Davanti a me il mare, placido nell’ora del tramonto e a poche leghe dalla costa un vulcano abbraccia la vista. Mi trovo nella baia di Kagoshima, a Sud dell’isola di Kyushu, la terza più grande dell’arcipelago giapponese. Il vulcano Sukurajima sovrasta la città e ne è l’emblema come il Vesuvio per Napoli. Il suo fumo dopo l’esplosione è un messaggio fraterno, significa “scusate ma lo farò ancora”. Il Giappone trema. Piccoli o devastanti terremoti accompagnano l’esistenza di questa gente di mare.
Il loro ordine mentale e il rispetto civile che dimostrano gli uni con gli altri mi affascina fino ad imbarazzarmi.
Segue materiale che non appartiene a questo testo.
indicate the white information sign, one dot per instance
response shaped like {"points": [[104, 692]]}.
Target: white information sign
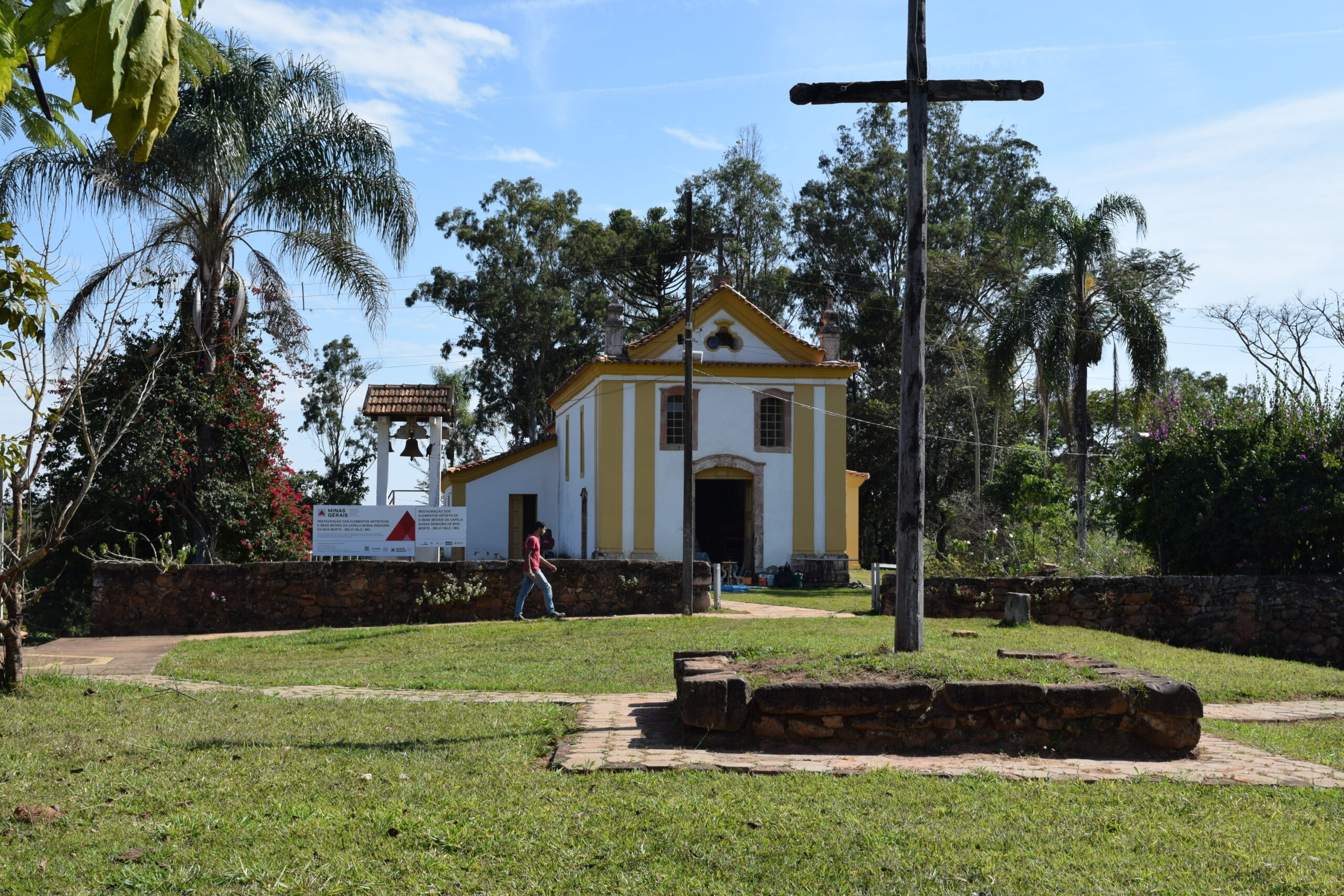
{"points": [[440, 527], [386, 531]]}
L’inchino verso il prossimo è nella via tra il “grazie” e lo “scusate mi dimetto da voi”. E’ lo stesso atteggiamento che dimostrano di fronte alla natura, ringraziano per il pescato poi sempre composti indietreggiano a capo chino dinanzi allo tsunami, omaggiano il Dio delle terme ma rispettosi si tengono distanti dalla bocca del monte, non per codardia ma per umiltà.
Poco più a Nord, a solo due giorni di bicicletta dal fumo di questo cratere, l’uomo a provato settanta anni fa a competere con la natura. E’ Nagasaki, dove un uomo in divisa si è arrogato il diritto di farsi terremoto e vulcano per punire con mano oltremodo dura altri uomini senza elmetto.
Davanti al vuoto di quella eruzione atomica mi sono inchinato insieme a migliaia di altri uomini. Questo inchino è un messaggio fraterno, significa “scusate non lo farò più”.